Compulsory Process When Constitutional Worlds Collide
August 31, 2006
Under the Sixth Amendment's Compulsory Process Clause, "In all criminal prosecutions, the accused shall enjoy the right to ... have compulsory process for obtaining witnesses in his favor []." This is an important right.
Imagine you are charged with a crime. Someone knows that you did not commit the crime, but the person is unwilling to testify in court. Under the Compulsory Process Clause, you may force them to present this favorable testimony.
In practice, however, this important right is dead.
In a recent case I briefed, here's what happened: A was charged with drug crimes. B had evidence that A did not commit some of those drug crimes. B has his own problems, and the testimony he has that would be favorable to A, would incriminate him. Thus, if B is subpoenaed, he will refuse to answer questions on the ground that it might incriminate himself.
So you have a constitutional conflict between A's compulsory process rights, and B's self-incrimination rights. Under existing law, self-incrimination trumps compulsory process.
Prosecutors, of course, love it when this happens. Here's what they do: They wait until A's trial is over before reaching a plea deal with B. That's some sleight of hand.
You see, if the prosecution had made a deal with A before B's trial, then A could be subpoenaed. After all, B can't incriminate himself when he has already plead guilty to the crimes he would admit in his testimony. Thus, the prosecutor puts the deal on ice until A's trial, in order to deprive A of B's beneficial testimony.
Doesn't that seem really unfair? Something similar happened to Ken Lay, too.
There were several witnesses who could have provided exculpatory information for the defense.

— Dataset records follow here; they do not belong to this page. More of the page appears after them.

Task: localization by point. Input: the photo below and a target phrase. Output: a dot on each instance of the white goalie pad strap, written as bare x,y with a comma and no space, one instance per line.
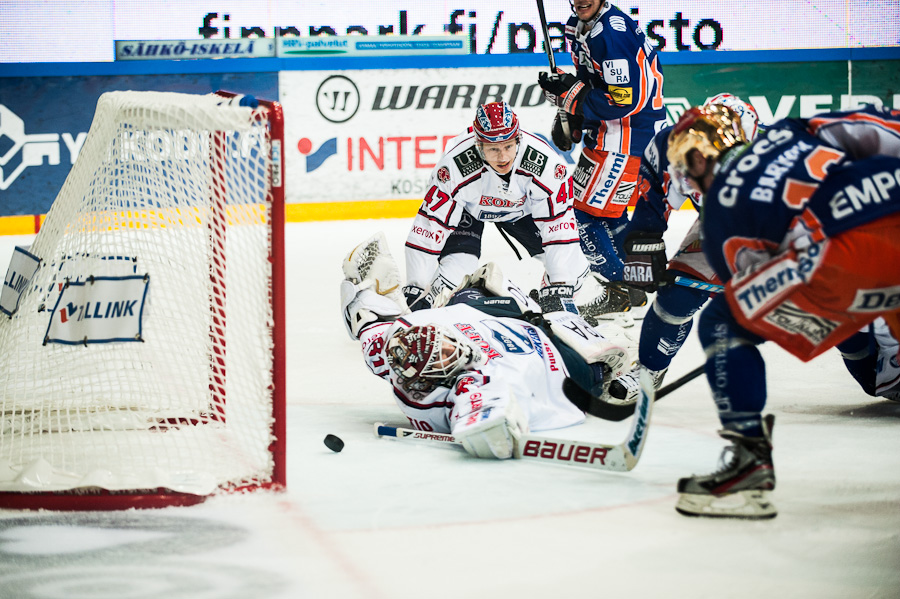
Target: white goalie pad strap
494,431
608,343
362,307
371,266
490,277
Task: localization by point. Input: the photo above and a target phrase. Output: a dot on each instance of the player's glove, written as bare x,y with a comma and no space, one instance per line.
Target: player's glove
563,90
645,261
562,141
555,298
416,298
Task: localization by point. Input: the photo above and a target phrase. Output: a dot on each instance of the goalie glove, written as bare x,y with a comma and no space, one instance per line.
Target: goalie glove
563,90
645,261
559,137
492,432
363,307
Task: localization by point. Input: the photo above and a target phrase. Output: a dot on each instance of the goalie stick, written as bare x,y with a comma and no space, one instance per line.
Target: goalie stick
563,117
617,458
614,412
702,285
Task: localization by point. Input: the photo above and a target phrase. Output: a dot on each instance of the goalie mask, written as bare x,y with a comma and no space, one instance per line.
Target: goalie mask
425,357
711,130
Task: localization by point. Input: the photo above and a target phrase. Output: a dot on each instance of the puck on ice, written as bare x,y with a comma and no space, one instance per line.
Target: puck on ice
334,443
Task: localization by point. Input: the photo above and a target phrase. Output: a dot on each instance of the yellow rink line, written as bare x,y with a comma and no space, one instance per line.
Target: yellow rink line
294,213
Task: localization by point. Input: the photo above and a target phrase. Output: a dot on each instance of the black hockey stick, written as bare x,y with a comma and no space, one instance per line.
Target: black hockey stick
605,410
621,457
563,117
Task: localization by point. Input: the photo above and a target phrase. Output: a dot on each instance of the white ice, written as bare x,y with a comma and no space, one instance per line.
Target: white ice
390,519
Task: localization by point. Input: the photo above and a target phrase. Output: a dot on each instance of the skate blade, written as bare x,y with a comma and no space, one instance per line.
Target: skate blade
751,505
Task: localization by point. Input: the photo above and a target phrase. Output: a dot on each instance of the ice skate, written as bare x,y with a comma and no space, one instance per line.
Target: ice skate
607,302
740,489
626,389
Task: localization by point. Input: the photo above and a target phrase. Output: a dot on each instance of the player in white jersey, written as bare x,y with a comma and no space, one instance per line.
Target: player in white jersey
482,376
495,172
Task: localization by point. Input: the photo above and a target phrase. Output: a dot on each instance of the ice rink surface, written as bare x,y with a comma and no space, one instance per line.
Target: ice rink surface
390,519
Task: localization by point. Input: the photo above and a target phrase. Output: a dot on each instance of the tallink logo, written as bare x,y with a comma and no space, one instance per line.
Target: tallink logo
31,150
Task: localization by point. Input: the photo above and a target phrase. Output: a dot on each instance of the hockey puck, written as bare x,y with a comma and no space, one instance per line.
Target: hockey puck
334,443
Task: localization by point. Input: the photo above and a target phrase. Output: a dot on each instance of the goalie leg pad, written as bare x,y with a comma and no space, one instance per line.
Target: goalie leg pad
609,344
371,265
750,504
490,278
494,432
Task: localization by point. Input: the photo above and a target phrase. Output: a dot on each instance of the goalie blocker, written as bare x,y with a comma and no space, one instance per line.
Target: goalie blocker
114,402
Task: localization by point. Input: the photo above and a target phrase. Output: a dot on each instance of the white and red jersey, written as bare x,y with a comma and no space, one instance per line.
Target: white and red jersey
521,361
539,186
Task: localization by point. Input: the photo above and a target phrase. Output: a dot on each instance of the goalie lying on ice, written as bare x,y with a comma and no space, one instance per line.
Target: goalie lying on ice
486,365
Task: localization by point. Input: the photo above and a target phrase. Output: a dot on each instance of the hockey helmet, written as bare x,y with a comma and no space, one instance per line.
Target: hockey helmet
423,357
710,129
495,122
746,112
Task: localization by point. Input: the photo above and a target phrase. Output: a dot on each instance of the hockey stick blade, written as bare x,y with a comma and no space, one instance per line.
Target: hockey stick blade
614,412
563,117
701,285
562,452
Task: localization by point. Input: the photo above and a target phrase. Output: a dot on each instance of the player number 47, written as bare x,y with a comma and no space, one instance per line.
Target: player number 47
566,191
442,198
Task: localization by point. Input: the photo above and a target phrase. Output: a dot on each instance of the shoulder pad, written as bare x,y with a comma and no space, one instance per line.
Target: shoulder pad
467,160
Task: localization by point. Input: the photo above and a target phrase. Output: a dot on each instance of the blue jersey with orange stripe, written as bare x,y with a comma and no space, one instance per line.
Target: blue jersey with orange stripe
624,107
790,183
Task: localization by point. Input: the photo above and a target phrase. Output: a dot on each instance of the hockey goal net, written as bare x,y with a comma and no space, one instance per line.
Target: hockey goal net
142,339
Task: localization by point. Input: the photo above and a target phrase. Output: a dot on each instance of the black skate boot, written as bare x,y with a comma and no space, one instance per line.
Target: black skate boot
608,301
740,489
627,388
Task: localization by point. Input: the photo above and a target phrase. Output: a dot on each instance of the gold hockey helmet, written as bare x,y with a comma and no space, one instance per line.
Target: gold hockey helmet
710,129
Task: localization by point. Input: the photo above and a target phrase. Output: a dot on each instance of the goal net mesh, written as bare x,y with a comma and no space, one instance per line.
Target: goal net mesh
171,194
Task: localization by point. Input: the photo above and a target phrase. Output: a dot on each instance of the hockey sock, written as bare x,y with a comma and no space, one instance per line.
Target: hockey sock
667,325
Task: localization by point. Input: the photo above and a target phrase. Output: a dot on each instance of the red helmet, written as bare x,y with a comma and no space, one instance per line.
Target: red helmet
496,122
423,357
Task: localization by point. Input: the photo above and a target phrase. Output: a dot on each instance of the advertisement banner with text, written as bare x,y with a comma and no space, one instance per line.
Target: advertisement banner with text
44,122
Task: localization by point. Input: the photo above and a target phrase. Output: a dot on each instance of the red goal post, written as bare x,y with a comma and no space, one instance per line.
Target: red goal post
142,343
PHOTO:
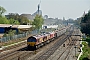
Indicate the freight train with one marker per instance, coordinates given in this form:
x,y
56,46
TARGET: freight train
x,y
36,41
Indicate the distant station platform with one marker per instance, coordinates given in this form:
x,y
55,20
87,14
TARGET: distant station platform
x,y
6,27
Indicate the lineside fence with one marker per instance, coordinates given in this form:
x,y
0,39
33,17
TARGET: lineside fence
x,y
25,34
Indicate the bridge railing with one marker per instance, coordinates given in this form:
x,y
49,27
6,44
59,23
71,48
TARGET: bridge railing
x,y
15,37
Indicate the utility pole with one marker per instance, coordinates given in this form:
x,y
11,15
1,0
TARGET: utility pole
x,y
39,7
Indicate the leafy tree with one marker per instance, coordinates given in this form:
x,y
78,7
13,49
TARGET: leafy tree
x,y
85,23
12,21
2,10
38,21
21,19
3,20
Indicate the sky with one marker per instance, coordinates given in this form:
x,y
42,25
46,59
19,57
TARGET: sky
x,y
53,8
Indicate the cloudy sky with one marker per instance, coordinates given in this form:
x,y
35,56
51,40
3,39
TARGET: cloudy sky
x,y
52,8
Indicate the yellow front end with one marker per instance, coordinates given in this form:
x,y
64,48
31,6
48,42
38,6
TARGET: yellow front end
x,y
31,43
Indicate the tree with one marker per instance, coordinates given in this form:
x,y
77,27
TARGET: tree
x,y
2,10
38,21
12,21
3,20
21,19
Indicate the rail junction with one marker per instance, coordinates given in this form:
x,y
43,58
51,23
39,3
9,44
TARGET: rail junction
x,y
60,49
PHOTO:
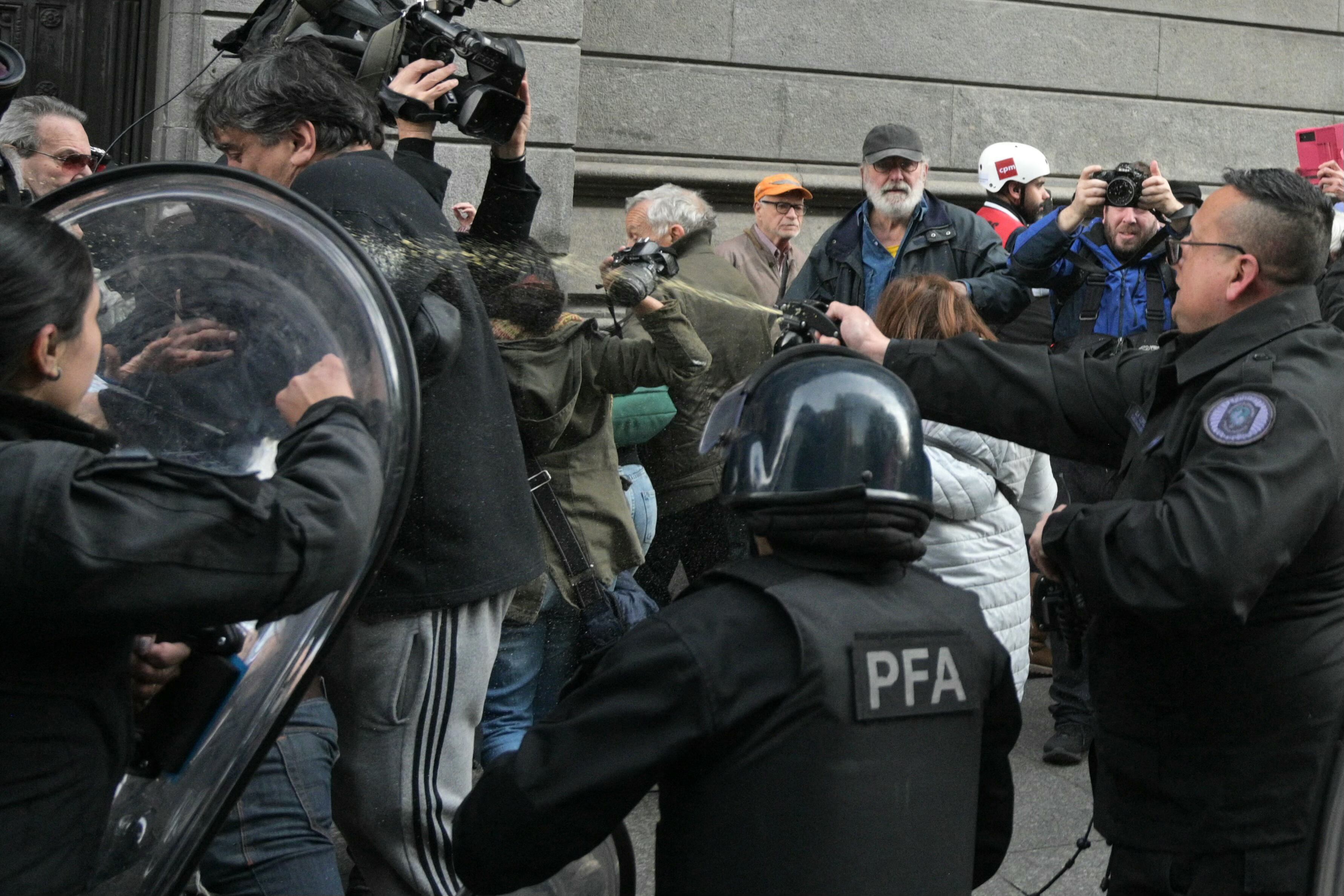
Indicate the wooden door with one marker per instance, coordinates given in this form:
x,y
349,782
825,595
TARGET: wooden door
x,y
95,54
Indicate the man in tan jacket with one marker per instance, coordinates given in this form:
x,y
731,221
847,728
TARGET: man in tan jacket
x,y
765,252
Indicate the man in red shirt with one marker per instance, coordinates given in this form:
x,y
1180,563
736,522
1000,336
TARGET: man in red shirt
x,y
1014,175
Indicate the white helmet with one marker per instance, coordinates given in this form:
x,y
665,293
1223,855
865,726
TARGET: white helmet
x,y
1002,163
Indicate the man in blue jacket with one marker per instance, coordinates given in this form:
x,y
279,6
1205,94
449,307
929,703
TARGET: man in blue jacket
x,y
901,229
1109,277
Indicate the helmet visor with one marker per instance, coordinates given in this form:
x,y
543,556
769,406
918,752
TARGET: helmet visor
x,y
725,418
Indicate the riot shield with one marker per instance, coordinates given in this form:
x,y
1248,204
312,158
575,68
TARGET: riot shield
x,y
218,287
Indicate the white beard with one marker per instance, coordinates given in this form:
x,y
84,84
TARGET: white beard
x,y
894,203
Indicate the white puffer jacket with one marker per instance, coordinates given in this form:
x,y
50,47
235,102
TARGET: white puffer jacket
x,y
978,541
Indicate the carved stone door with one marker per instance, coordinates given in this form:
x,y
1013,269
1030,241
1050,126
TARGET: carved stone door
x,y
95,54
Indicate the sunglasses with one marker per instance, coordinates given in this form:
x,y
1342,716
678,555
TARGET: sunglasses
x,y
77,160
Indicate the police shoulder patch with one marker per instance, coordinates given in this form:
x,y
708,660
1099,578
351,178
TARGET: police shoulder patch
x,y
1240,420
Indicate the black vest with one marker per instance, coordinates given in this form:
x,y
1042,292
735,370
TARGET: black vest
x,y
866,778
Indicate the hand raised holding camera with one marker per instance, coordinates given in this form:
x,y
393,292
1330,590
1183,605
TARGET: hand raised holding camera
x,y
425,81
1158,194
1089,197
1331,180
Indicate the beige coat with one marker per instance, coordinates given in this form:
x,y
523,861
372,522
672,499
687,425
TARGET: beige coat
x,y
756,261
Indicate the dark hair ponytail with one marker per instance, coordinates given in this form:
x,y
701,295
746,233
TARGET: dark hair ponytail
x,y
46,276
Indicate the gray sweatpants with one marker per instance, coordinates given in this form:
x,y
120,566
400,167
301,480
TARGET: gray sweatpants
x,y
408,695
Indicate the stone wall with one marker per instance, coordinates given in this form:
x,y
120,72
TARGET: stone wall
x,y
718,93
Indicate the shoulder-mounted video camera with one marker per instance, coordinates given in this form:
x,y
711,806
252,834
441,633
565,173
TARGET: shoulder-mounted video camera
x,y
800,320
1124,186
375,38
636,270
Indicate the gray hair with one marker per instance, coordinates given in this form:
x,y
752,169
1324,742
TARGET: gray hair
x,y
671,205
19,125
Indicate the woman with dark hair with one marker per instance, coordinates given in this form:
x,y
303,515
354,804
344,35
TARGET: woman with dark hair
x,y
987,493
97,547
562,374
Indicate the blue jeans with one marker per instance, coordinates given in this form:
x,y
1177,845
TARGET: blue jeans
x,y
277,840
644,503
534,663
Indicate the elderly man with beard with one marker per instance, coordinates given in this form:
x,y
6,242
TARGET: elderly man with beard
x,y
1109,277
902,229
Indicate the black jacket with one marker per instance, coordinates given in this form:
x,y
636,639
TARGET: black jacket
x,y
948,241
96,549
508,201
740,703
468,531
1330,290
1215,575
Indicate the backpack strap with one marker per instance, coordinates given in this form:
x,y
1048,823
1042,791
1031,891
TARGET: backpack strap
x,y
967,457
569,543
1155,281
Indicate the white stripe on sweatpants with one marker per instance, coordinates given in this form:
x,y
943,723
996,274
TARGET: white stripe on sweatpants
x,y
408,695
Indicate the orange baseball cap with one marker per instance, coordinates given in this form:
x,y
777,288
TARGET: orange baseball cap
x,y
776,184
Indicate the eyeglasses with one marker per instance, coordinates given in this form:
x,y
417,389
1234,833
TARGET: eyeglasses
x,y
1175,247
77,160
906,166
784,209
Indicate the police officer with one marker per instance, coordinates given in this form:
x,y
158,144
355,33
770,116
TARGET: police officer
x,y
1215,577
824,719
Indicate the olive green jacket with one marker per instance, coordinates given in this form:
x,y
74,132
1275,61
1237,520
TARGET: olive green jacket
x,y
740,334
562,385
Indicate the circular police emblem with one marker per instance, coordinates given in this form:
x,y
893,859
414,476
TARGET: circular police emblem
x,y
1240,420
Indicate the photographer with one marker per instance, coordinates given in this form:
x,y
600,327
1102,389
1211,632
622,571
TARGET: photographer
x,y
97,549
1109,278
564,371
721,304
468,541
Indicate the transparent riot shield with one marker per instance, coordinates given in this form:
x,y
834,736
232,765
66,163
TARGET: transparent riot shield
x,y
218,287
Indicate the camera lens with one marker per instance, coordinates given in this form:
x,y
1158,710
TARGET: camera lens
x,y
631,285
1123,192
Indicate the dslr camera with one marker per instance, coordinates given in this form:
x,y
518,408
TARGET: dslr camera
x,y
375,38
1124,186
636,270
800,320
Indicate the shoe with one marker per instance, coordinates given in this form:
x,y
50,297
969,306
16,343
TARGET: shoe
x,y
1069,745
1041,661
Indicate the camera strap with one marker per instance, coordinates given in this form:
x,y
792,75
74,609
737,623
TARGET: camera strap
x,y
568,543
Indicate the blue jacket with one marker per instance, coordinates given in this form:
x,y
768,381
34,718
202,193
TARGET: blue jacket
x,y
948,241
1041,260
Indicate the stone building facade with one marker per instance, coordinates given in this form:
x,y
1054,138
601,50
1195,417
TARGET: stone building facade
x,y
717,93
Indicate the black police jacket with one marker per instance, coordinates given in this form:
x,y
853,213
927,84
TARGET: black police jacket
x,y
779,725
96,549
1217,573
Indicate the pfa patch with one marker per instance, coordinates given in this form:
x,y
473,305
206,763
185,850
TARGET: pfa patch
x,y
1240,420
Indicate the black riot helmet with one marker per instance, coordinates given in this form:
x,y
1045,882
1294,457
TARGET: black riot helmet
x,y
819,424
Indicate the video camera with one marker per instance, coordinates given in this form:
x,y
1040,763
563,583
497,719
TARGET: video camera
x,y
800,320
636,270
1124,186
375,38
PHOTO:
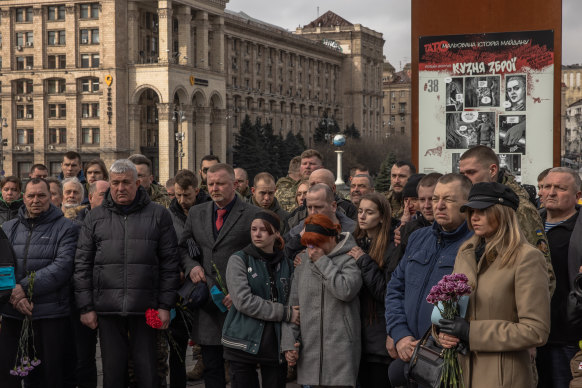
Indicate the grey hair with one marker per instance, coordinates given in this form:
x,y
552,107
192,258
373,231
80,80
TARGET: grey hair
x,y
329,196
123,166
574,174
75,181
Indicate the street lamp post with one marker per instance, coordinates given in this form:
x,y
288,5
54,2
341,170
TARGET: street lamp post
x,y
3,143
179,117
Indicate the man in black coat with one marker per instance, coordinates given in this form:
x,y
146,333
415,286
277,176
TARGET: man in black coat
x,y
218,229
126,263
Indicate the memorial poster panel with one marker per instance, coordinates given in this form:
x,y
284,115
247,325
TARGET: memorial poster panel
x,y
487,89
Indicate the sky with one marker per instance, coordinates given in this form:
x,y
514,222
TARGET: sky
x,y
390,17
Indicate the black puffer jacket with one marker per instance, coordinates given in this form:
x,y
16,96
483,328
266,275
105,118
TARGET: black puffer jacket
x,y
127,258
9,211
45,244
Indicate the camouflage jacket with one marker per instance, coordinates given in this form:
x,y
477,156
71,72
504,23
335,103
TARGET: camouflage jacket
x,y
285,193
530,223
159,195
396,205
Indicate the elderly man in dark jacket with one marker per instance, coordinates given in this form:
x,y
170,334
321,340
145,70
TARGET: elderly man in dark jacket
x,y
126,263
44,244
218,228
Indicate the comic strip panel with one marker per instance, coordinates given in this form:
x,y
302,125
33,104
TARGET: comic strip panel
x,y
482,91
468,129
454,94
512,133
515,92
512,163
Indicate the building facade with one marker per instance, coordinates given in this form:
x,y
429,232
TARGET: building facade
x,y
397,108
169,80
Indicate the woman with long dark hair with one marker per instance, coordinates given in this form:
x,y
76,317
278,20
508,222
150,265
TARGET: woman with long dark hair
x,y
258,280
372,254
509,308
326,346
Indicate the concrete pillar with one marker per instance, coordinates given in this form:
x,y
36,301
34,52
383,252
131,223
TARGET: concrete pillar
x,y
134,116
165,30
202,40
218,44
184,17
202,134
189,160
165,141
132,32
218,133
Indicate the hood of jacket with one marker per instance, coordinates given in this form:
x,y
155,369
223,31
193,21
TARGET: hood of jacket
x,y
140,201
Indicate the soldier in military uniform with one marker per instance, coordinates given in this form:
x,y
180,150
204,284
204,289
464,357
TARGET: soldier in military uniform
x,y
481,164
399,174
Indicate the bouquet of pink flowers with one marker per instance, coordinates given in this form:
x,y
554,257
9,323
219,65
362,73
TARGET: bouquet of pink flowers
x,y
445,296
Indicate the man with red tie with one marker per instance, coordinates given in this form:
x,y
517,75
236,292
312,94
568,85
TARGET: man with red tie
x,y
212,233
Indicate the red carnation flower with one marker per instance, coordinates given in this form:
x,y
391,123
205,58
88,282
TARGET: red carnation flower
x,y
153,319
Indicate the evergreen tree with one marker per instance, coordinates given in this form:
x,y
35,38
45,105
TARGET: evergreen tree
x,y
383,177
352,131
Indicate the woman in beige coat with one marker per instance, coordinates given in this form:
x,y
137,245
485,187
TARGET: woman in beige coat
x,y
509,308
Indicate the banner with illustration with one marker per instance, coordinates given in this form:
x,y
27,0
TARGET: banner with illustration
x,y
487,89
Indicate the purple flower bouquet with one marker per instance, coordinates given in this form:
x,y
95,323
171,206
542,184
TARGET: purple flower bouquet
x,y
448,291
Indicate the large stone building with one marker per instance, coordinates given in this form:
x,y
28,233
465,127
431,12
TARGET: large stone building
x,y
171,80
397,108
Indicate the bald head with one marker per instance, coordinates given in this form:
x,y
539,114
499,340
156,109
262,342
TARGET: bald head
x,y
322,176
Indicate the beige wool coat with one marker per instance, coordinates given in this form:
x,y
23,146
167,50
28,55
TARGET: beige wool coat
x,y
509,312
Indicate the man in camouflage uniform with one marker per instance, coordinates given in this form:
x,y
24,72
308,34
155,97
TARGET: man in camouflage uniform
x,y
287,186
157,193
399,174
481,164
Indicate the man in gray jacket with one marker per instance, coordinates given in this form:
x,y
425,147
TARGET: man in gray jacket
x,y
217,229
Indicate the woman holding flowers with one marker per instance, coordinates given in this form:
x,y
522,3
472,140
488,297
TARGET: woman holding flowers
x,y
509,308
258,280
372,254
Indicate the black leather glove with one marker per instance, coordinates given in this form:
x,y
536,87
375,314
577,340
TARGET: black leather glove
x,y
458,327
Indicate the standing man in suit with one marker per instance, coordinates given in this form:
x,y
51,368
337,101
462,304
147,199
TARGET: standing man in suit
x,y
218,228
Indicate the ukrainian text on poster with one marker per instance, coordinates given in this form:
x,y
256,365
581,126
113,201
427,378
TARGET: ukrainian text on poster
x,y
487,89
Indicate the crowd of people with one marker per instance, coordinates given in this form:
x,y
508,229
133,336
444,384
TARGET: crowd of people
x,y
287,278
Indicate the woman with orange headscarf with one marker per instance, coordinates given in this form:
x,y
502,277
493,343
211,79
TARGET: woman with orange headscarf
x,y
326,345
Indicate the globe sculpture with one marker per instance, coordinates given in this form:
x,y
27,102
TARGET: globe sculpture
x,y
339,140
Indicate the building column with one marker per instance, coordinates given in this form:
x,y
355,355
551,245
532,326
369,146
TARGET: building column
x,y
218,126
165,30
202,40
134,116
218,44
132,32
39,37
202,134
165,141
184,38
188,161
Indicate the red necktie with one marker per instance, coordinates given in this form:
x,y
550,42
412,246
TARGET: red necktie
x,y
220,218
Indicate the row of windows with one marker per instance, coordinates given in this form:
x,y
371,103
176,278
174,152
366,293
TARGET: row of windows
x,y
57,13
88,61
57,85
58,111
89,136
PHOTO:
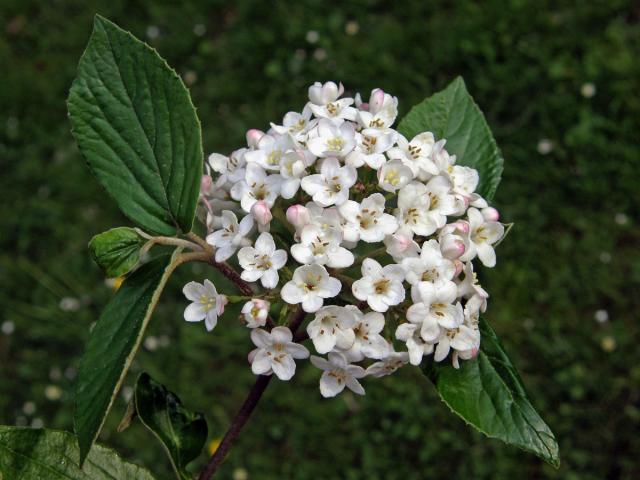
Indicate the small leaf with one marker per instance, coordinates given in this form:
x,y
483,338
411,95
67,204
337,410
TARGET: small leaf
x,y
181,432
453,115
112,345
30,453
138,130
116,251
488,394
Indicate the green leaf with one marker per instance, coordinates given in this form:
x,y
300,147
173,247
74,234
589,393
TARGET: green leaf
x,y
138,130
116,251
453,115
29,453
181,432
488,394
112,345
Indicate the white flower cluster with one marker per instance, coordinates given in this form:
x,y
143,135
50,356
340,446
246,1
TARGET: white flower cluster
x,y
347,182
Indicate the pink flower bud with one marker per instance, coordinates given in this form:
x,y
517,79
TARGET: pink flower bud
x,y
205,184
462,226
459,267
298,215
261,212
490,214
376,100
253,137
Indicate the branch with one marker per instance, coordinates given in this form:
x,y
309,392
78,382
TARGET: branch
x,y
245,411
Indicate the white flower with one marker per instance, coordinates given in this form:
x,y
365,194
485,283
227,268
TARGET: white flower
x,y
370,147
325,103
275,353
232,236
292,169
331,186
231,168
367,221
394,175
332,327
388,365
417,347
416,154
380,112
400,245
256,185
461,338
262,262
380,286
270,150
323,249
207,303
436,309
310,285
430,266
331,140
337,374
368,341
295,124
255,312
424,208
482,236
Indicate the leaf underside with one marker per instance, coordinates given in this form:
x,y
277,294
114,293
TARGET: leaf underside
x,y
452,114
182,433
138,130
30,454
111,347
488,394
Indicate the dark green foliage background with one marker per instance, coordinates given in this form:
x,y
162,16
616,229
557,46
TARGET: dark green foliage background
x,y
567,257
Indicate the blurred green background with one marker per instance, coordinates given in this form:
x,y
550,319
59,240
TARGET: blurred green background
x,y
559,83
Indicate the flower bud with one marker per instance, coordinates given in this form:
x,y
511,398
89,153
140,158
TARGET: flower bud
x,y
490,214
253,137
298,215
376,100
261,212
205,184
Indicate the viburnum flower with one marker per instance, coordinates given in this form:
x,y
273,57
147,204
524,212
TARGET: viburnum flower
x,y
310,285
337,186
206,304
324,101
381,287
256,185
231,236
255,312
332,327
367,221
436,308
331,186
275,353
482,236
321,248
368,342
338,374
331,140
262,262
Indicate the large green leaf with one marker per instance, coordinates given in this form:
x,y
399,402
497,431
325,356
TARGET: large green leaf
x,y
112,345
138,130
116,251
182,432
453,115
488,393
30,454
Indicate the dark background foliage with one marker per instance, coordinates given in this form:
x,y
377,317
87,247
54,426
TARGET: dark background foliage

But these witnesses were put on ice by federal prosecutors. "You are still a target," prosecutors told them, thus ensuring that they would not put a bulls-eye on their chests by testifying for the defense.
More alarmingly is that prosecutors resisted defense efforts to provide witness immunity to the witnesses. "We are still considering prosecuting those witnesses," prosecutors wrote in court motions.
Of course, everyone knew - and knows - that prosecutors were not really going to prosecute any of those potential defense witnesses.
When prosecution tricks deny defendants favorable witness testimony, there's a serious constitutional crisis.